Il y a un groupe http://www.des-france.org/accueil/index.php qui a mener une enquête sur la troisième génération, à priori, il n’y a pas de conséquences. Vous pouvez lire le rapport sur leur site.

le 03/12/2015 à 10h38 | Répondre

Madame Bobette (voir son site)

Bonjour Tiphaine!
Merci pour ton témoignage. Je vois que tu vis une grossesse plutôt difficile, je suis désolée pour toi. J’espère que celle-ci finira bien et que ça ne sera bientôt plus qu’un mauvais souvenir! Je t’envoie plein de courage et de bonnes ondes!

De mon côté, je suis aujourd’hui enceinte de 31+4SA et pour le moment, tout se passe bien.

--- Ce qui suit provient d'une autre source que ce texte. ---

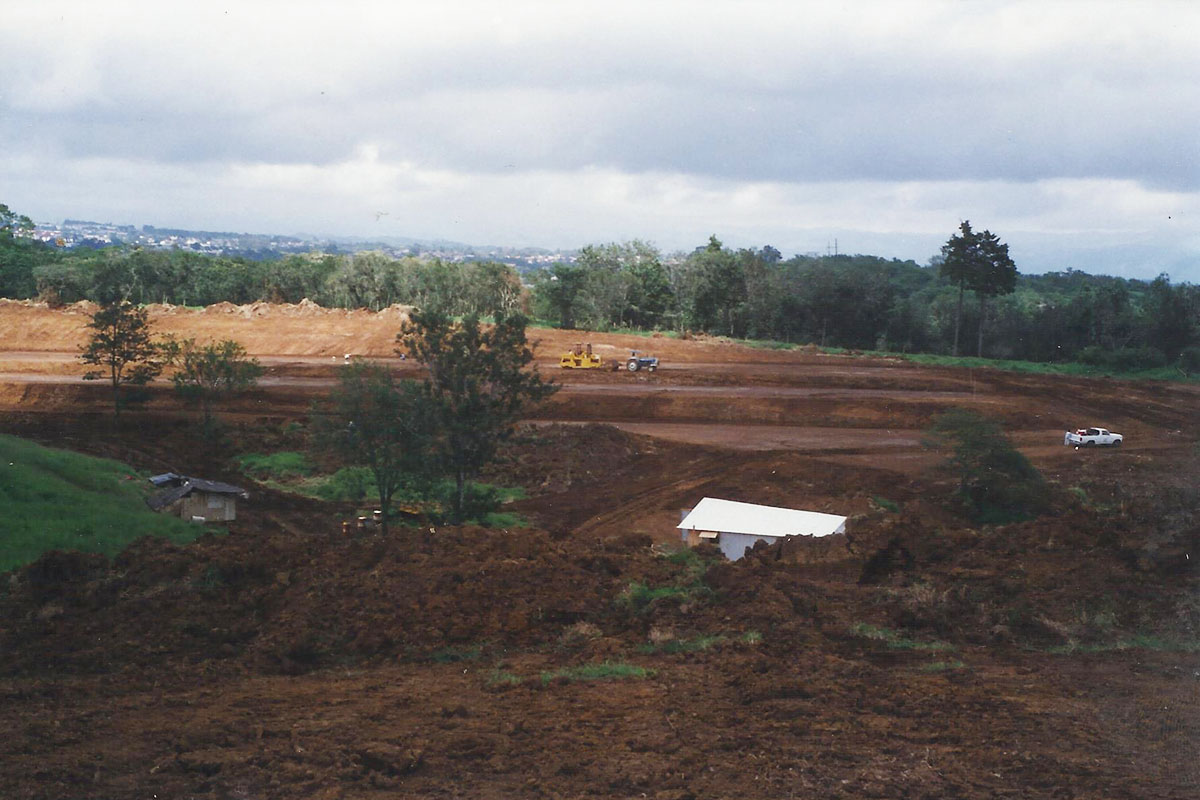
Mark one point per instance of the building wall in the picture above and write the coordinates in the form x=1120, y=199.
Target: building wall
x=214, y=507
x=735, y=546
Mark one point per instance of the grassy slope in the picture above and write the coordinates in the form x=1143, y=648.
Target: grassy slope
x=54, y=499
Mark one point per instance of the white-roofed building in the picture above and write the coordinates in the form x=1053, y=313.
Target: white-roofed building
x=737, y=527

J’ai eu très peur au début de décollement placentaire ou autre car ma maman avait également subit ça mais rien en vue! Pour autant, je ne suis pas encore rassurée à 100%, je sais que je peux me mettre à contracter d’un jour à l’autre… et j’ai toujours en tête le petit garçon que ma maman a perdu à terme… Bref advienne que pourra! J’ai ma dernière écho la semaine prochaine, j’espère que ça me rassurera un petit peu.

Concernant l’enquête dont Weena parle, elle a été mené par l’association DES-France. J’y ai moi-même participé. Même si pour le moment, il est dit qu’il n’y a pas de conséquence sur la 3ème génération, rien est sûr. En effet, la cohorte était faible et surtout très jeune pour la 3ème génération. Et surtout, ce n’était pas l’objectif de l’enquête. L’objectif était essentiellement basé sur les cancers chez la deuxième génération. Donc je ne pense pas qu’on puisse dire qu’on est sortie d’affaire et je comprends tout à fait que tu mettes ça sur le dos du DES même si ça peut également ne pas avoir de lien avec…

Bon courage pour la suite et encore merci pour ton témoignage qui je suis certaine servira à d’autres dans notre situation.

le 03/12/2015 à 11h46 | Répondre

Weena (voir son site)

Moi aussi ,j’ai participé à l’enquête, mais je ne savais pas que la cohorte était faible pour la troisième génération …
Effectivement, le questionnaire était trop tôt par rapport à ma première grossesse, même si cette dernière c’est très bien déroulée pour ma part. Là, je débute tout juste la deuxième, et pour l’instant, je suis juste un peu plus malade, mais dur de dire si c’est la grossesse ou la fatigue de gérer le premier.
Bon courage à toutes les deux.

le 03/12/2015 à 11h53 | Répondre

Madame Bobette (voir son site)

Je te souhaite une belle grossesse Weena 🙂
Concernant l’enquête, idem, c’était un peu tôt pour moi concernant la grossesse mais bon, en souvenir de ma maman, je voulais mettre ma pierre à l’édifice 🙂
Si je ne me trompe pas, je crois que la moyenne d’âge était d’une quinzaine d’année donc on faisait déjà partie des plus vieilles à répondre (bien que la plus vieille avait déjà la quarantaine… donc il y a quand même des retours complets)!